Monday, February 8, 2010

BrandPartners and Store in a Box Just Featured in The Wall Street Journal

Today, Store in a Box was featured in The Wall Street Journal, in an article discussing small business expansion in the shaky economy. Despite the economic climate where many small businesses are experiencing slowed development and a decline in customers, many other businesses have continued to grow and have found an upside; cheaper rent. Store in a Box works with franchise concepts and small businesses around the country. A portion of the article can be read below and you can find a link to the entire story below as well.

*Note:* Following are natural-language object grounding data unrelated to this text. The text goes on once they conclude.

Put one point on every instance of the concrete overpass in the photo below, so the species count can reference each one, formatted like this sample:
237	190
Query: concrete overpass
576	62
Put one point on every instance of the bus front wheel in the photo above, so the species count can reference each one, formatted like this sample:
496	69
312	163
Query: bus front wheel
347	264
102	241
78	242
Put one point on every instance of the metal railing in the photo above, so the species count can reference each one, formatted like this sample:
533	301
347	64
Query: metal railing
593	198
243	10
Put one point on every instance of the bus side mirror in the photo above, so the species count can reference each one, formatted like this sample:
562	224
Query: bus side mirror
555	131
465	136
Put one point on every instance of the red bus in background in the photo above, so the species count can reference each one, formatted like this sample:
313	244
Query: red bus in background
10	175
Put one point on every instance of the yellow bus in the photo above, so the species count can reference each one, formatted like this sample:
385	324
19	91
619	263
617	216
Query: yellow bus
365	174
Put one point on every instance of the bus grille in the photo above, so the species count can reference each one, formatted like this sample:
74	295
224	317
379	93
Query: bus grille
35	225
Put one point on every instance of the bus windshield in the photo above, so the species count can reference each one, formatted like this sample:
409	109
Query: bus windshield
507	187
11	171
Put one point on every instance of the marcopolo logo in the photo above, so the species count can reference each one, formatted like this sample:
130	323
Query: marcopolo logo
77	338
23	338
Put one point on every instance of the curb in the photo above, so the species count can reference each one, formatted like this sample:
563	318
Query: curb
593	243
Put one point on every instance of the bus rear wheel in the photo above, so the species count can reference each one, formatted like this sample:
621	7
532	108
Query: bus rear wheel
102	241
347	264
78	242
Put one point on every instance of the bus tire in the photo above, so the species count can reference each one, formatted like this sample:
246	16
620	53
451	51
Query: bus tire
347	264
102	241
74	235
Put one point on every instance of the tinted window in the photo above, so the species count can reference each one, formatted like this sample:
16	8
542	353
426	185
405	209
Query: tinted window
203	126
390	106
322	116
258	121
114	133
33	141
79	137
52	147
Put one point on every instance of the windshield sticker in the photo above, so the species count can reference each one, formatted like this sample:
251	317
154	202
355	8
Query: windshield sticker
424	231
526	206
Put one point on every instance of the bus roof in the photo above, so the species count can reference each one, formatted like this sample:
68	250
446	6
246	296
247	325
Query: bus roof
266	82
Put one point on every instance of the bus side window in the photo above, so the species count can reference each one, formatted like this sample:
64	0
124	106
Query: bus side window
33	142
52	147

Location, Location and More Location
With vacancy rates up and rents down, it's a great time to grab extra space if you need it
By Raymund Flandez

For some small-business owners, the terrible economy holds an unexpected silver lining: It's a lot easier to get more space.

As hosts of businesses close their doors, vacancy rates are soaring and rents are plummeting. So, small companies that are still on their feet—and looking to expand—suddenly have lots of leverage with landlords. And they're making the most of the chance, snaring prime locations and larger spaces, often at a fraction of the regular asking price.

Crisis and Opportunity

In early December, for instance, Sindi Major-Martinez, president and chief executive of Sindel Technologies LLC, moved her IT-services firm to a new location in Phoenix. At the new building, she's paying $21 a square foot for 4,400 square feet—versus $23 per square foot for 3,000 square feet in her previous lease. It's an even better deal considering that the new location was valued at $29.50 a square foot recently, and the current rent also covers utilities and cleaners.

"It really emphasizes that there are good things out there, even though things are really bad," says Ms. Major-Martinez, who estimates she'll save about $60,000 in the first year.

For an idea of the kinds of potential deals out there, consider this: Commercial rents were down 36% in October from a year earlier and were 44% below the peak in October 2007, according to Moody's Investors Service Inc. In addition, the national office market's vacancy rate is expected to rise as high as 19% by the end of 2010, the highest on record since Grubb & Ellis Co. began tracking the national market in 1986.

"The one thing that happens in this economy is that the weak players get pushed out," says Bruce Olans, chief executive of Store in a Box Inc., a Rochester, N.H., company owned by BrandPartners Group Inc. that assists small businesses and franchisees with the build-out process, including lease negotiation. "It's kind of survival of the fittest. A lot of the ones that were hanging on for years are basically going out of business. It's opening up new opportunities."